Most elementary argument using length of a circumscribed square to prove that $\pi < 4$

Question

Consider a circle inscribed in a square as shown below.

By comparing areas, it is easy to see that $\pi < 4$ from this figure.

What is the simplest proof using lengths to show that $\pi < 4$? Clearly, this is equivalent to showing that the length of the circular arc from $A$ to $B$ is less than the sum of the lengths of the straight line segments from $A$ to $C$ and from $C$ to $B$. I am interested in as elementary a proof as possible, either accessible to the Greek geometers or as close in spirit as possible to their methods.

Answer 1

Your idea can work, the fact that the square perimeter is larger than a circumference of an inscribed circle is so intuitive that it does not sound as a problem at the first glance.

The reason why it feels so obvious is following generalization: If P, Q are convex bodies and Q is a subset of P, then Q has smaller perimeter.

It can be proved inductively for polygons by triangle inequality and then you can generalize it by approximating the circle by polygons. But I think that Greek geometers would use another justification: Imagine Q as a solid object and P as a string. Then, if the string is shortened it get more tightly to Q up to its convex hull.

Answer 2

I thought about the problem for a while and sorted out, at least for me, what "elementary" geometric tools and truths can be:

• A straight line between two points is shorter than any other path connecting these points.
• Scaling the whole curve up, makes it longer; shrinking it makes it shorter.
• The phytagorean theorem.
• The definition of $\pi$ as the ratio of the circumference of a circle to its diamater.

In contrast, things that we cannot do:

• We cannot directly measure the length of non-straight curves.
• We cannot directly compare the length of non-straight curves with each other or with straight lines.
• We cannot argue with limit processes, e.g. describing the circle as the limit of polygons.

The chance of using any of the first two would make the problem trivial as we can simply measure the length or compare the length using a "physical apparatus" as describes in Mirek's post (e.g. a string). Further, using limit processes seems to me not very "acient".

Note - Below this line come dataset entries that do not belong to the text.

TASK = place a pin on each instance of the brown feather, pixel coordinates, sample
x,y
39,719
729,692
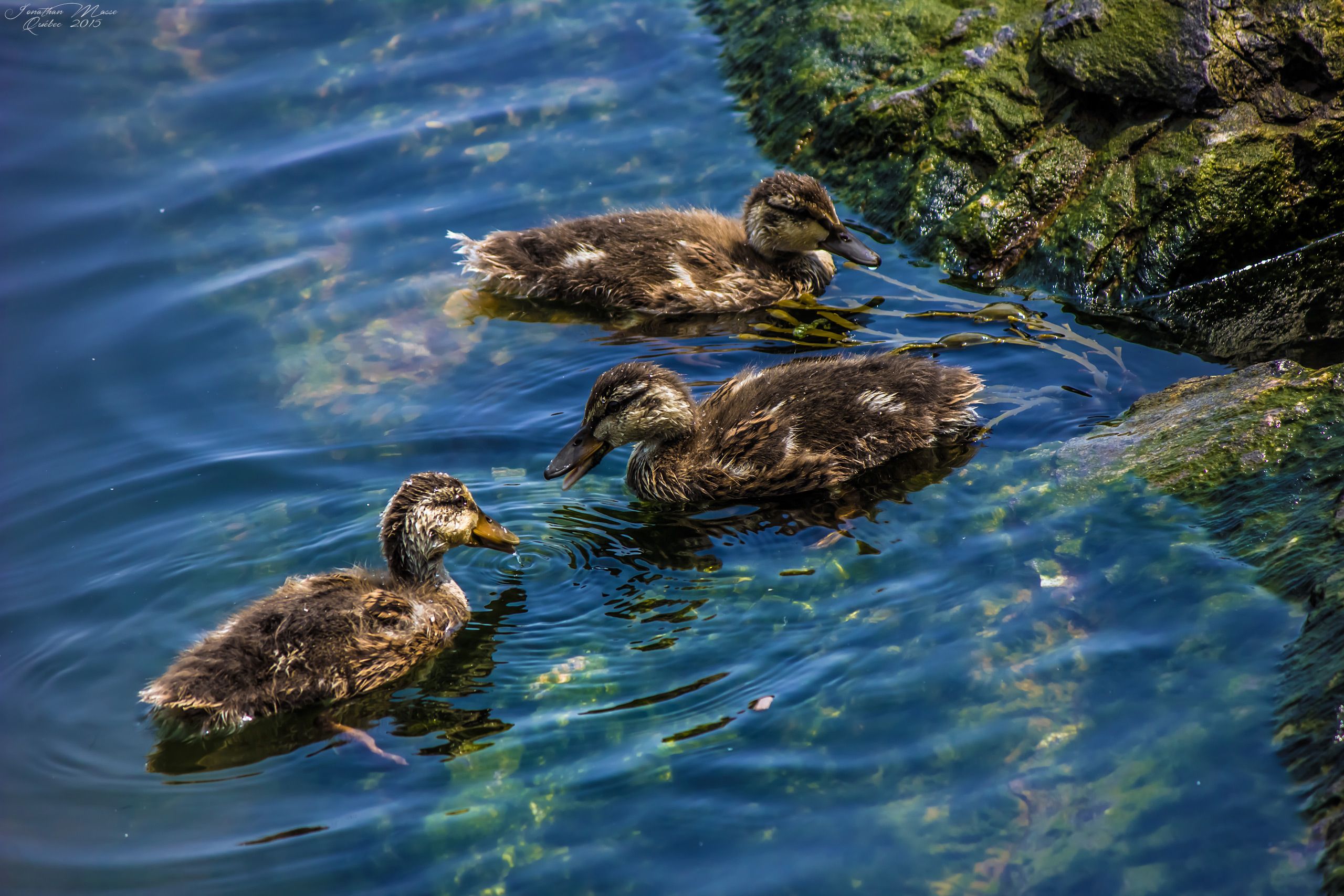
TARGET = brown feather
x,y
331,636
799,426
668,262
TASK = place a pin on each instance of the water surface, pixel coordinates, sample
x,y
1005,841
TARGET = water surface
x,y
233,325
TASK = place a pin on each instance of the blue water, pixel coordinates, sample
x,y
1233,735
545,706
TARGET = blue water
x,y
233,325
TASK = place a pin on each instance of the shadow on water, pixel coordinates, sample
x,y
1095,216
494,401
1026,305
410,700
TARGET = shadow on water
x,y
649,535
461,671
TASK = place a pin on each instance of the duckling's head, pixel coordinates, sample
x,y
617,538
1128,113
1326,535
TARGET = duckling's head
x,y
430,513
791,213
632,402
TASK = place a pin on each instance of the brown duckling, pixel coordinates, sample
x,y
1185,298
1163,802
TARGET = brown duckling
x,y
805,425
330,636
671,262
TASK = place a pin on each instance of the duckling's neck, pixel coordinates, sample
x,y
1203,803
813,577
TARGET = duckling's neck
x,y
412,563
810,270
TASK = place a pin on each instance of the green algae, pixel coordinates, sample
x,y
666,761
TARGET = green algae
x,y
1260,450
1102,150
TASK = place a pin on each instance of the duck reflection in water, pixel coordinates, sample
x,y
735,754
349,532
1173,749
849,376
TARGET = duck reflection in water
x,y
460,672
648,535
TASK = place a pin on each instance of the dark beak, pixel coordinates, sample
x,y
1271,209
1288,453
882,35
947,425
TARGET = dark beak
x,y
579,457
844,245
488,534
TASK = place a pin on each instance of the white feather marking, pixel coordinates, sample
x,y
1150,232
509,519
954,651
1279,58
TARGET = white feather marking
x,y
882,402
680,276
582,256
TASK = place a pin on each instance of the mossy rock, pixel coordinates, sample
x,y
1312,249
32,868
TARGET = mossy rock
x,y
1263,453
1109,150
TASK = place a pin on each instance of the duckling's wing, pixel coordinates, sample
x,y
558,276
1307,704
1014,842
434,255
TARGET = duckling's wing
x,y
817,422
385,609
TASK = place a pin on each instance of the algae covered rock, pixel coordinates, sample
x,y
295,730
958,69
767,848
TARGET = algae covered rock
x,y
1107,148
1263,453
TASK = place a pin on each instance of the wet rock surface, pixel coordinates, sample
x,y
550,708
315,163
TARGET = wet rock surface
x,y
1110,150
1263,453
1287,307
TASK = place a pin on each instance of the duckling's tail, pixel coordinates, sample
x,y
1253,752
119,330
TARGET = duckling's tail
x,y
469,250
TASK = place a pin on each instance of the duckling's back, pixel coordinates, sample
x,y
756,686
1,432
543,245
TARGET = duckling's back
x,y
322,637
652,261
810,425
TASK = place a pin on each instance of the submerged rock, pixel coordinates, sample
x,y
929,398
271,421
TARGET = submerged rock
x,y
1263,453
1107,148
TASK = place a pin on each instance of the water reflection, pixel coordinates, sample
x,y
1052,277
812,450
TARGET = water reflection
x,y
459,672
810,325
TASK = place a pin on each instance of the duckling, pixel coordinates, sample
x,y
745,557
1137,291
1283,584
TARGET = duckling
x,y
330,636
674,262
799,426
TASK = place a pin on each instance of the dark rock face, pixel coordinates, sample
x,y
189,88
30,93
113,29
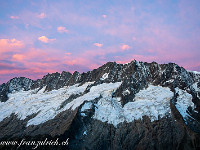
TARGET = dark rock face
x,y
85,132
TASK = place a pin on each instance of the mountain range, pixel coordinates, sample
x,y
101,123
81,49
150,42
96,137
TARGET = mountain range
x,y
136,106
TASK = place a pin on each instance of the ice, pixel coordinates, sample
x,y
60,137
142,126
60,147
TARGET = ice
x,y
153,102
86,106
184,100
105,76
45,105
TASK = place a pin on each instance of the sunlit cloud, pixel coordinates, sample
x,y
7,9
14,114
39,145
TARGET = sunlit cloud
x,y
42,15
104,16
134,38
68,53
14,17
98,44
125,47
10,45
44,39
18,57
62,29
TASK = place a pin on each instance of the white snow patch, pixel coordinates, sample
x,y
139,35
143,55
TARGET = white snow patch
x,y
126,92
184,100
95,92
86,106
25,103
47,105
153,102
195,87
105,76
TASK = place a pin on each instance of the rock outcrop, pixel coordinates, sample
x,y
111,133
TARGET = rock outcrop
x,y
117,106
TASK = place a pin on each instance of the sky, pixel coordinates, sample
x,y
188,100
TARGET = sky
x,y
38,37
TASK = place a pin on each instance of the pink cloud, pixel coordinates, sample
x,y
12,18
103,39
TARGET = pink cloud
x,y
62,29
68,53
42,15
18,57
98,44
104,16
44,39
14,17
125,47
134,38
10,45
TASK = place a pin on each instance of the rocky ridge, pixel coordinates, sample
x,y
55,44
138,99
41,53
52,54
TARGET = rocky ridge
x,y
112,90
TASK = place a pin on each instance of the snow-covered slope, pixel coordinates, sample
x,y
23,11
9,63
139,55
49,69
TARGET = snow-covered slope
x,y
134,101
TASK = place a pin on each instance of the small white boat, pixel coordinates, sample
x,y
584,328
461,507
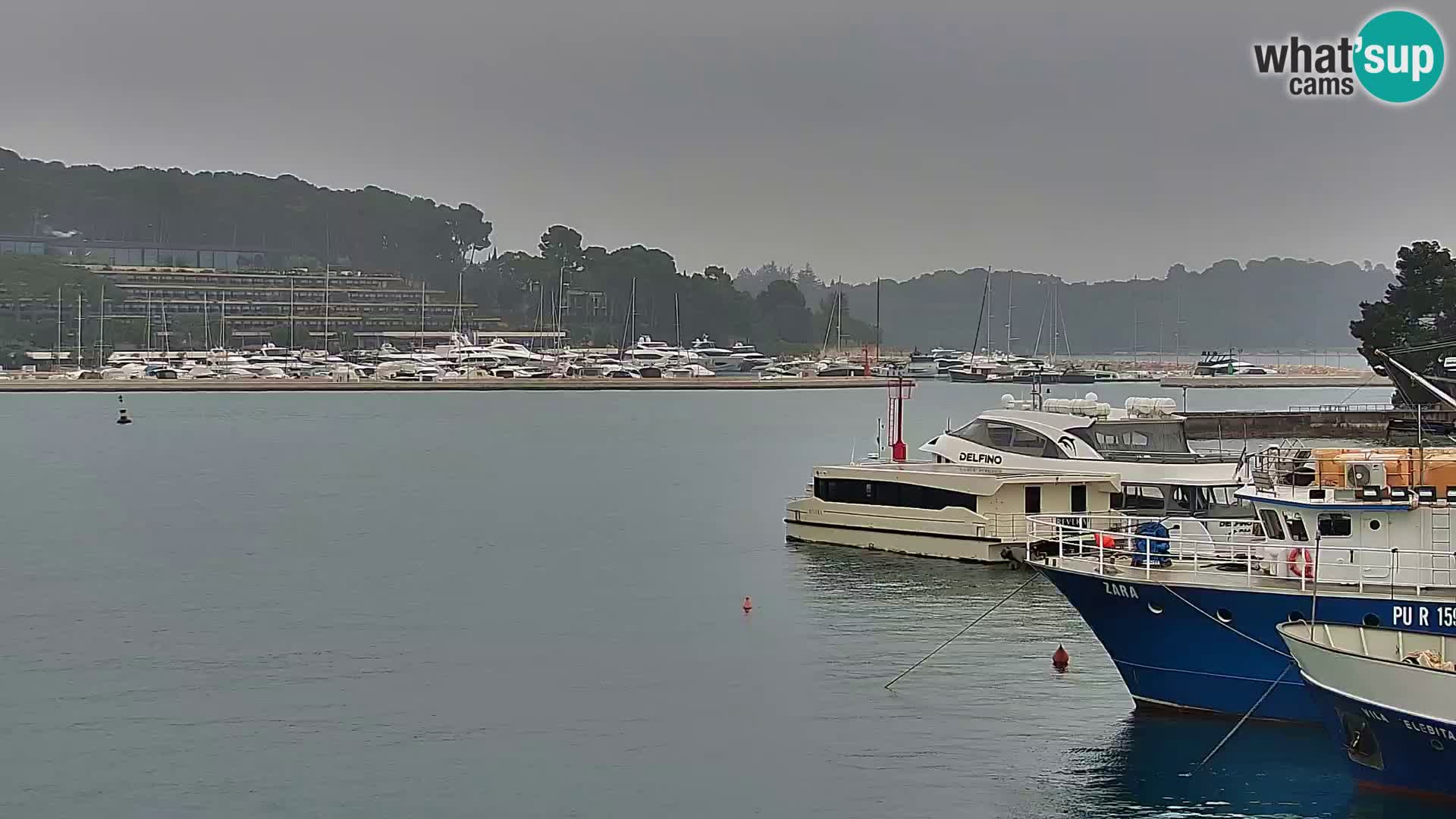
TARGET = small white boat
x,y
1388,697
686,372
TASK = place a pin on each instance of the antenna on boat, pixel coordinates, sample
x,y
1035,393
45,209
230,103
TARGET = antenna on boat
x,y
1313,585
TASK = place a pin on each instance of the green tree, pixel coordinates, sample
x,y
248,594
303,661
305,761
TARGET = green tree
x,y
783,308
1419,308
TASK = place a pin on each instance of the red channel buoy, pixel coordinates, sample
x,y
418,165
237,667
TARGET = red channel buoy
x,y
1060,659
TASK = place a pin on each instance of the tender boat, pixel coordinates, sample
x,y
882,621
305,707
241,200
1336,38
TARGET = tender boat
x,y
1388,697
1145,444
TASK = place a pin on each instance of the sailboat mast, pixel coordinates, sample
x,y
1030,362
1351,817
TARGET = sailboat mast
x,y
877,315
327,260
101,331
1008,311
460,302
839,333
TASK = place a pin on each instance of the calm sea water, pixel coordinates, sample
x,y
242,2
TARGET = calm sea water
x,y
529,605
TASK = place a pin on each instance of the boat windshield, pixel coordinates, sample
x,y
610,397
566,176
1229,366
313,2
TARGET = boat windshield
x,y
1181,499
1134,436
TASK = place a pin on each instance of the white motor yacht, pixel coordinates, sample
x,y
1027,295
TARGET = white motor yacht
x,y
686,372
1145,444
748,357
941,510
712,356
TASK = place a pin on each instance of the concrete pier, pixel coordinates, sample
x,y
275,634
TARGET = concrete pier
x,y
463,385
1245,382
1301,422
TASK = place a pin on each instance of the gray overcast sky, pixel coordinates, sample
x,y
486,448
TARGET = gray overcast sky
x,y
1090,140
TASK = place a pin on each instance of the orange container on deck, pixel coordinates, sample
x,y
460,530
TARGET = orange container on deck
x,y
1388,466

Now, considering our tools, one observes a bias in the direction of piecewise straight paths being provable shorter than other paths, as we have no tools which gives us any chance to say that a given non-straight curve would be shorter than any other given curve. We can of course say, that we can scale a curve down to make it arbitrary short, but we have no bounds on the scaling factor. This is also why I think, that with the tools describes in this answer, one cannot even show $\pi<100$ or any other upper bound. We need some further intuition on how to compare lengths, e.g. physical devices as simple as a string. Feel free to complete my list of "elementary" geometric tools and truths.